The more of a pain issue is that on the 8v batteries the 'ears' on the flow-rite caps interfered with many of my cable runs... so I ended up sawing the ears off most of the caps. not difficult, but a pain. I wrote in to flow-rite to suggest that using the 'earless' design they have for industrial batteries would probbly be better for the typical EV-er.


----------



## dougmcp (Jun 2, 2010)

Last time I was at Sam's Club the GC8 batteries were about $78 plus core chg.
In CA the ones that they have been supplying for over a year are Energizers, labeled/distributed by Johnson Controls.


----------



## belair (May 24, 2010)

These are the Interstates I am looking for. http://corporate.interstatebatteries.com/golfcar/

If they are at Sam's here in Nashville they will be my huckleberrry.
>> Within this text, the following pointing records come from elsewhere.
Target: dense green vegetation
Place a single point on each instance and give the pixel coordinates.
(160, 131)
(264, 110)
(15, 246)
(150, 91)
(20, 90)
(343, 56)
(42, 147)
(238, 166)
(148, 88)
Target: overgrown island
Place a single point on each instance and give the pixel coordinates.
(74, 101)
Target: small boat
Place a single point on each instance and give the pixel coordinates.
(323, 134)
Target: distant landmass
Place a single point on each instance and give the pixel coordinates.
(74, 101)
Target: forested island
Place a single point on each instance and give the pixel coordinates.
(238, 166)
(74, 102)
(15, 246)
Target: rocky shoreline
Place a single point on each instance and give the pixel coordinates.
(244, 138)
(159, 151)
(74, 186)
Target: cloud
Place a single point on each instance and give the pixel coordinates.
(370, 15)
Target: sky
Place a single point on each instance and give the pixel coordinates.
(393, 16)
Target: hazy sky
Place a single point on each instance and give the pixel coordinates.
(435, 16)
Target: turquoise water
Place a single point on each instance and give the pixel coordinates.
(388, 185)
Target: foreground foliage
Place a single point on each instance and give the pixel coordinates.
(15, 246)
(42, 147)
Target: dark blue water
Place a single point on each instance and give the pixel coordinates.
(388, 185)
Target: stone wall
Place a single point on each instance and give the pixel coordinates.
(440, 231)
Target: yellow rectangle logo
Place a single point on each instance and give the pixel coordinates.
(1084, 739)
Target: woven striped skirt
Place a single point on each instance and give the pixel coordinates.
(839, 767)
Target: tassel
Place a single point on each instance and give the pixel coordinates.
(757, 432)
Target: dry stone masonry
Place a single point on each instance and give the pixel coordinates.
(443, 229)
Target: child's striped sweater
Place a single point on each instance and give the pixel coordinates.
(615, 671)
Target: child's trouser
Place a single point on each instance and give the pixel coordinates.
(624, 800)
Again I am just assuming they are still US battery but will confirm.


----------



## rmay635703 (Oct 23, 2008)

TheSGC said:


> The color scheme of black and green does seem interesting, I haven't seen any batteries with that configuration.


 My greensavers from china look a bit like that (but square)


----------



## BHall (Aug 1, 2007)

Ok, got some measurements and info...

Sam's Club new black case, green top Interstate Powerfast (PFGC8) 
90min reserve
170AH 
L= 10.25"
W= 7.125"
H (w/o terminals & caps) = 9.625"
H (with terminals & caps) = 10.625"
Labels don't refer to Johnson Controls anywhere
made in Mexico
Price here in OKC: $72.26 + core
Here's the kicker..... now only a 6 month free replacement warranty.​
White case red top US 8VGC (data pulled from US Battery web site)
90min reserve
170AH 
L= 10.25"
W= 7.125"
H = 11.25"
Best price = you fill in the blank and let us know​
Footprint appears to be the same..whew, already built my racks. Interstate battery is shorter, may be how it is measured or it has a different type of cap.

Seeing some comments on "cheap batteries"..... Spill it out, are these crap or not? 

Brian


----------



## dougmcp (Jun 2, 2010)

Sam's like a lot of places, buy from different suppliers depending on the distribution warehouses and location of the stores.
In my experience a battery's performance and lifespan has more to do with the care and attention they get than the specific brand as long as the specs are similar.
IMO I'd buy the Sam's Interstates if they are less money and the warranties are similar.
I have 7x6v 2004 Trojans in my golf cart and 6x6v 2002 Sam's Club's in my boat and both are still in good condition and all come up to over 6.3v after a charge and rest.


----------



## belair (May 24, 2010)

*Curious*

From the Interstate website the part # is GC8-HD and is 11.33 tall. Perhaps Interstate is buying from both US and Johnson Control. I looked quickly and it seems that Johnson does quite a bit of manufacturing in Mexico while it was unclear if US does. I don't know if it matters or not and have no experience with either at this point but like you would like to get the best price for good batteries and sort through what is fact or rumor.


----------